Crônica de uma crise anunciada

Desmatamento pode causar grandes prejuízos econômicos ao Brasil

O desmatamento na Amazônia, que, em agosto deste ano, atingiu uma área de 1.499 km², próxima ao tamanho da cidade de São Paulo, segundo dados do Instituto do Homem e Meio Ambiente da Amazônia (Imazon), poderá causar enormes prejuízos econômicos ao Brasil.

Em artigo publicado na revista Nature Climate Change, em 2018, professores e pesquisadores do Instituto Alberto Luiz Coimbra de Pós-Graduação e Pesquisa de Engenharia (Coppe/UFRJ) já sinalizavam que o cenário de fraca governança poderia levar o Brasil a prejuízo financeiro significativo, estimado em cinco trilhões de dólares nas próximas três décadas.
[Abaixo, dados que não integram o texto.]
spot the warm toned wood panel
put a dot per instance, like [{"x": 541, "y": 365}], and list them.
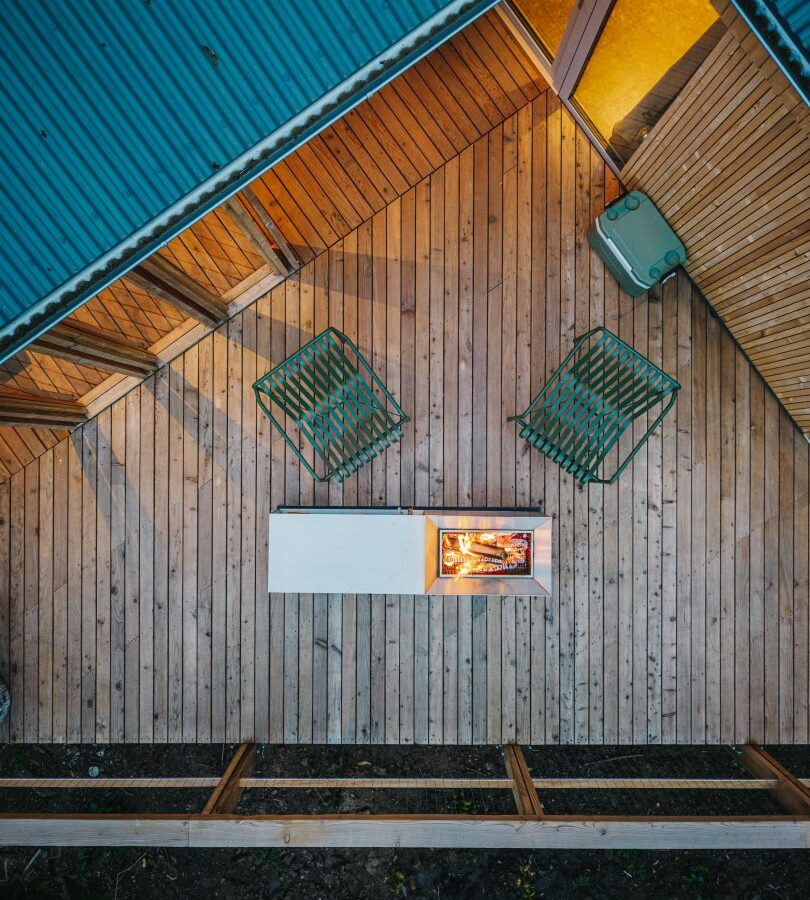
[
  {"x": 315, "y": 197},
  {"x": 680, "y": 599},
  {"x": 728, "y": 165},
  {"x": 404, "y": 132}
]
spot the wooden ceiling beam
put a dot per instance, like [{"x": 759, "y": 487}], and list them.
[
  {"x": 90, "y": 346},
  {"x": 163, "y": 279},
  {"x": 256, "y": 223},
  {"x": 22, "y": 410}
]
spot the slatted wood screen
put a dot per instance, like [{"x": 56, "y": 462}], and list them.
[
  {"x": 133, "y": 602},
  {"x": 729, "y": 166}
]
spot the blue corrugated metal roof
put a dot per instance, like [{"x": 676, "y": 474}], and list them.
[
  {"x": 783, "y": 26},
  {"x": 125, "y": 120}
]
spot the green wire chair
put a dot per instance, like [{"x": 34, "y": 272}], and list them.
[
  {"x": 591, "y": 400},
  {"x": 337, "y": 403}
]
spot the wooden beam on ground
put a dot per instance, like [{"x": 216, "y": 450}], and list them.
[
  {"x": 226, "y": 794},
  {"x": 255, "y": 233},
  {"x": 23, "y": 410},
  {"x": 526, "y": 797},
  {"x": 163, "y": 279},
  {"x": 789, "y": 791},
  {"x": 516, "y": 832},
  {"x": 90, "y": 346}
]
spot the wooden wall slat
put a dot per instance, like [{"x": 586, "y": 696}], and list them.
[
  {"x": 728, "y": 166},
  {"x": 679, "y": 611}
]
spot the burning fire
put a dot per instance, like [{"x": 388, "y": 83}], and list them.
[{"x": 485, "y": 553}]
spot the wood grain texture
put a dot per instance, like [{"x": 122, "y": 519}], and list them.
[
  {"x": 728, "y": 165},
  {"x": 680, "y": 594}
]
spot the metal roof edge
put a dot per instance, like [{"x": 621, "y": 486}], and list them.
[
  {"x": 783, "y": 46},
  {"x": 229, "y": 180}
]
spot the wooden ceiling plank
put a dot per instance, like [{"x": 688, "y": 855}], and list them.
[
  {"x": 164, "y": 280},
  {"x": 93, "y": 347}
]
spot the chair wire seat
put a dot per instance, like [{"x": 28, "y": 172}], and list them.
[
  {"x": 602, "y": 386},
  {"x": 336, "y": 401}
]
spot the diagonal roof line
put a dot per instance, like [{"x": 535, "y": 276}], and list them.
[{"x": 235, "y": 175}]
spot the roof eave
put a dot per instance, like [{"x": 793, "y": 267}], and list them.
[{"x": 229, "y": 180}]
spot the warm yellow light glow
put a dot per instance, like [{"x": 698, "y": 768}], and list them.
[
  {"x": 547, "y": 18},
  {"x": 641, "y": 42}
]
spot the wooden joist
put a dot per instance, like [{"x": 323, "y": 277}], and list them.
[
  {"x": 282, "y": 260},
  {"x": 526, "y": 798},
  {"x": 39, "y": 411},
  {"x": 553, "y": 832},
  {"x": 789, "y": 791},
  {"x": 226, "y": 794},
  {"x": 162, "y": 279},
  {"x": 89, "y": 346}
]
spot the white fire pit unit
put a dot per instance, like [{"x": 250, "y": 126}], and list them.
[{"x": 399, "y": 551}]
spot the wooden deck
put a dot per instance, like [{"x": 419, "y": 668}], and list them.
[{"x": 133, "y": 553}]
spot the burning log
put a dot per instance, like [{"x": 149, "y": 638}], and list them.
[
  {"x": 472, "y": 547},
  {"x": 492, "y": 551}
]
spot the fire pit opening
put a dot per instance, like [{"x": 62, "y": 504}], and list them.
[{"x": 485, "y": 554}]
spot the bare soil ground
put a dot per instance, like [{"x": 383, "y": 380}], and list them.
[{"x": 127, "y": 872}]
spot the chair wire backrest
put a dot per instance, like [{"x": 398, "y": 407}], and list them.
[
  {"x": 337, "y": 403},
  {"x": 602, "y": 386}
]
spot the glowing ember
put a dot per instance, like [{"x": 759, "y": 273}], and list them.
[{"x": 485, "y": 553}]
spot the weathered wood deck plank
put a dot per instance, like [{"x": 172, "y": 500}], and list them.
[{"x": 679, "y": 611}]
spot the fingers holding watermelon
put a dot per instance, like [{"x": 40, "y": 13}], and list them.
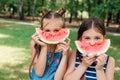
[
  {"x": 36, "y": 39},
  {"x": 64, "y": 46},
  {"x": 88, "y": 60}
]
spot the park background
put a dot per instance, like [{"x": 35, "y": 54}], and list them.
[{"x": 19, "y": 18}]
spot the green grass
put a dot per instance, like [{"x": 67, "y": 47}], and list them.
[{"x": 15, "y": 55}]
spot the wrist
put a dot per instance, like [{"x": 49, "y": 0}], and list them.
[
  {"x": 83, "y": 66},
  {"x": 99, "y": 68}
]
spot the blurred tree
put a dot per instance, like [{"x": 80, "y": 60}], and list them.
[{"x": 21, "y": 9}]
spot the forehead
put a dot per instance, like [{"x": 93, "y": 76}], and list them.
[{"x": 92, "y": 32}]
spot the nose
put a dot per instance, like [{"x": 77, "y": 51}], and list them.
[{"x": 92, "y": 42}]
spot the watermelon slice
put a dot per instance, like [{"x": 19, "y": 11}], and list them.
[
  {"x": 98, "y": 48},
  {"x": 51, "y": 37}
]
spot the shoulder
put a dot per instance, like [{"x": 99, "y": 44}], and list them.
[
  {"x": 111, "y": 63},
  {"x": 111, "y": 60},
  {"x": 72, "y": 57}
]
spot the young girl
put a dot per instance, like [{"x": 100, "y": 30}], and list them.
[
  {"x": 49, "y": 61},
  {"x": 83, "y": 67}
]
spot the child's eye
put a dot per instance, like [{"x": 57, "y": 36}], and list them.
[
  {"x": 97, "y": 38},
  {"x": 47, "y": 30},
  {"x": 56, "y": 30},
  {"x": 87, "y": 38}
]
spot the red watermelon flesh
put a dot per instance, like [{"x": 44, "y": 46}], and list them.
[
  {"x": 53, "y": 37},
  {"x": 98, "y": 48}
]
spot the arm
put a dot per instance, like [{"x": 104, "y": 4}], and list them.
[
  {"x": 39, "y": 63},
  {"x": 64, "y": 61},
  {"x": 76, "y": 74},
  {"x": 72, "y": 73},
  {"x": 101, "y": 75}
]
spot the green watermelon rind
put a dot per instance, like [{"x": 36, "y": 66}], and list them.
[
  {"x": 90, "y": 54},
  {"x": 55, "y": 42}
]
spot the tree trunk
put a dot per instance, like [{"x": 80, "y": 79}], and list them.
[
  {"x": 70, "y": 20},
  {"x": 118, "y": 17},
  {"x": 33, "y": 13},
  {"x": 21, "y": 10},
  {"x": 29, "y": 8},
  {"x": 109, "y": 18}
]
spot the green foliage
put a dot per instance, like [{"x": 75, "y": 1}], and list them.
[{"x": 15, "y": 55}]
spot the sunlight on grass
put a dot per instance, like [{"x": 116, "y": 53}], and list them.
[
  {"x": 4, "y": 36},
  {"x": 12, "y": 61}
]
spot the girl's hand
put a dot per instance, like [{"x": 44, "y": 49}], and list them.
[
  {"x": 36, "y": 39},
  {"x": 88, "y": 60},
  {"x": 101, "y": 60},
  {"x": 63, "y": 46}
]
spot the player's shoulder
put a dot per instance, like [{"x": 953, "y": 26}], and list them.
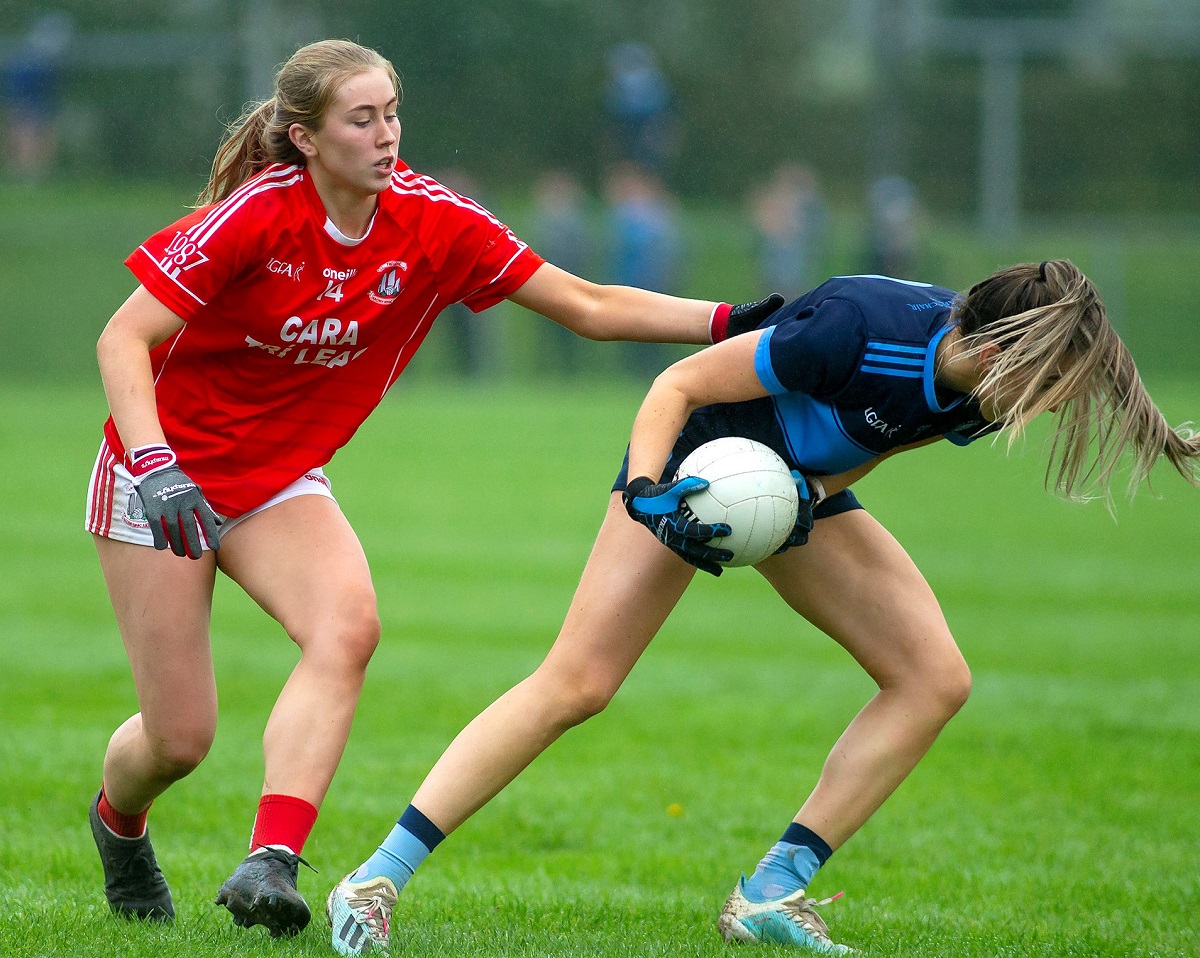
[
  {"x": 263, "y": 203},
  {"x": 892, "y": 307},
  {"x": 418, "y": 195}
]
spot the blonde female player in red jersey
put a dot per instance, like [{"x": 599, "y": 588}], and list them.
[{"x": 267, "y": 327}]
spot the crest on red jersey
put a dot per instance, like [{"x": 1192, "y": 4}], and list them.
[{"x": 390, "y": 282}]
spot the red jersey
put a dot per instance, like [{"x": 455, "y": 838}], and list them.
[{"x": 293, "y": 331}]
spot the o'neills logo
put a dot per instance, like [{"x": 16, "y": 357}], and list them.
[{"x": 390, "y": 282}]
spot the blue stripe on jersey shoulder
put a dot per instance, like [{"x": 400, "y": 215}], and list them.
[
  {"x": 892, "y": 371},
  {"x": 895, "y": 360},
  {"x": 895, "y": 347},
  {"x": 762, "y": 364}
]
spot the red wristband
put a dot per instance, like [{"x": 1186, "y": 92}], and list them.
[
  {"x": 147, "y": 459},
  {"x": 719, "y": 322}
]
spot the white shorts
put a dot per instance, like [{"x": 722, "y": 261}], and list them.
[{"x": 114, "y": 509}]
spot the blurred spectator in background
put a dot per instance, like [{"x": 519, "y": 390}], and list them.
[
  {"x": 561, "y": 234},
  {"x": 637, "y": 99},
  {"x": 472, "y": 337},
  {"x": 645, "y": 249},
  {"x": 790, "y": 219},
  {"x": 893, "y": 227},
  {"x": 31, "y": 90}
]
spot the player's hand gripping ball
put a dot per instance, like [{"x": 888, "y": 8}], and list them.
[{"x": 751, "y": 490}]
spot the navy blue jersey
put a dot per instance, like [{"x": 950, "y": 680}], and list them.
[{"x": 850, "y": 370}]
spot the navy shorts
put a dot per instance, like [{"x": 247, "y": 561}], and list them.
[{"x": 714, "y": 421}]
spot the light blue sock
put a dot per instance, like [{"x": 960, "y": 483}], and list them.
[
  {"x": 403, "y": 850},
  {"x": 789, "y": 866}
]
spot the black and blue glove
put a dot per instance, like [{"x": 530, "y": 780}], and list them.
[
  {"x": 660, "y": 508},
  {"x": 733, "y": 321},
  {"x": 175, "y": 509},
  {"x": 799, "y": 534}
]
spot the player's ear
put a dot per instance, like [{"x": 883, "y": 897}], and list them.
[
  {"x": 301, "y": 138},
  {"x": 987, "y": 355}
]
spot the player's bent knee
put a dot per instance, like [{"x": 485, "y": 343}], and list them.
[
  {"x": 949, "y": 688},
  {"x": 180, "y": 753},
  {"x": 349, "y": 638},
  {"x": 576, "y": 699}
]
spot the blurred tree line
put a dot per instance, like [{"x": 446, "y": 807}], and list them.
[{"x": 509, "y": 88}]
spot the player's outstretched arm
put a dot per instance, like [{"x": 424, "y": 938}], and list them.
[
  {"x": 177, "y": 510},
  {"x": 624, "y": 312}
]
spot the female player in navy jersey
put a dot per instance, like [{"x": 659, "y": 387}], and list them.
[
  {"x": 852, "y": 372},
  {"x": 267, "y": 327}
]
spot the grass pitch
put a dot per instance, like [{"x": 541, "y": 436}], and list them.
[{"x": 1055, "y": 816}]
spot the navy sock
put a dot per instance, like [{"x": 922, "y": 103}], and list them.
[
  {"x": 789, "y": 866},
  {"x": 403, "y": 850}
]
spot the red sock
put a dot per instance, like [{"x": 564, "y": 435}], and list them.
[
  {"x": 282, "y": 820},
  {"x": 126, "y": 826}
]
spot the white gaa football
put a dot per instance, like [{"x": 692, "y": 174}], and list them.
[{"x": 750, "y": 488}]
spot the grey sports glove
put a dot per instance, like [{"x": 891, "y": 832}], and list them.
[{"x": 177, "y": 510}]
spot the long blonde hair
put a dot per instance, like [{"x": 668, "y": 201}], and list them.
[
  {"x": 304, "y": 88},
  {"x": 1060, "y": 352}
]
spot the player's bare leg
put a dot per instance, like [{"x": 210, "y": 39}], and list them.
[
  {"x": 855, "y": 582},
  {"x": 629, "y": 587},
  {"x": 162, "y": 605},
  {"x": 303, "y": 563}
]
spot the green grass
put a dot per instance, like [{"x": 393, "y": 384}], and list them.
[{"x": 1055, "y": 816}]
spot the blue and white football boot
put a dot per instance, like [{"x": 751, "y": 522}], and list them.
[
  {"x": 360, "y": 915},
  {"x": 791, "y": 920}
]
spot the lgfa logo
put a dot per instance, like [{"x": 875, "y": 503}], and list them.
[{"x": 390, "y": 282}]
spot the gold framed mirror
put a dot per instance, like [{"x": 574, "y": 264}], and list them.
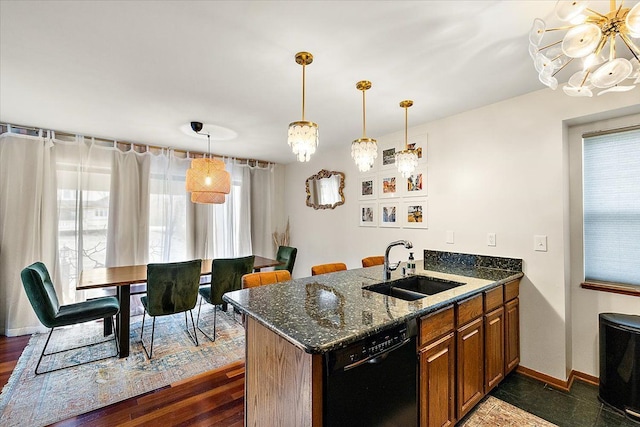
[{"x": 325, "y": 190}]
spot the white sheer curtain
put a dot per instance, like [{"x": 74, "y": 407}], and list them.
[
  {"x": 83, "y": 203},
  {"x": 28, "y": 225},
  {"x": 128, "y": 242},
  {"x": 168, "y": 241},
  {"x": 232, "y": 220},
  {"x": 83, "y": 169},
  {"x": 262, "y": 213}
]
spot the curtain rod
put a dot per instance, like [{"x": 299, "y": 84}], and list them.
[
  {"x": 138, "y": 147},
  {"x": 610, "y": 131}
]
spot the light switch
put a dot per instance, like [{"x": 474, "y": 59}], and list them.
[
  {"x": 449, "y": 237},
  {"x": 540, "y": 243}
]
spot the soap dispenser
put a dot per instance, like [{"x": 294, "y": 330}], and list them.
[{"x": 411, "y": 264}]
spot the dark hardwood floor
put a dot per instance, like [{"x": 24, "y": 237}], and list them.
[
  {"x": 212, "y": 398},
  {"x": 217, "y": 398}
]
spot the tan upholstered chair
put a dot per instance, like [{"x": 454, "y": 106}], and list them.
[
  {"x": 265, "y": 278},
  {"x": 328, "y": 268},
  {"x": 372, "y": 260}
]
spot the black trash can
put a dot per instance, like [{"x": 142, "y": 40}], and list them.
[{"x": 620, "y": 362}]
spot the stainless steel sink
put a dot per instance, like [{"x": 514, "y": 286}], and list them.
[{"x": 412, "y": 288}]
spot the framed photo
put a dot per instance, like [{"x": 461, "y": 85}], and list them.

Entre os fatores desencadeadores, destacaram o descontrole do desmatamento e o incentivo à agropecuária predatória.

No estudo, os pesquisadores definiram três cenários de governança ambiental ─ fraco, intermediário e forte, e estimaram o custo para a economia brasileira em cada um deles, tendo em vista que o Brasil ainda teria que cumprir compromissos climáticos. O estudo foi realizado pelos pesquisadores Roberto Schaeffer, André Lucena, Alexandre Szklo e Pedro Rochedo, da UFRJ, e por Alexandre Koberle (hoje no Imperial College, em Londres) e Regis Rathmann, com estudiosos da Universidade Federal de Minas Gerais (UFMG) e Universidade de Brasília (UnB).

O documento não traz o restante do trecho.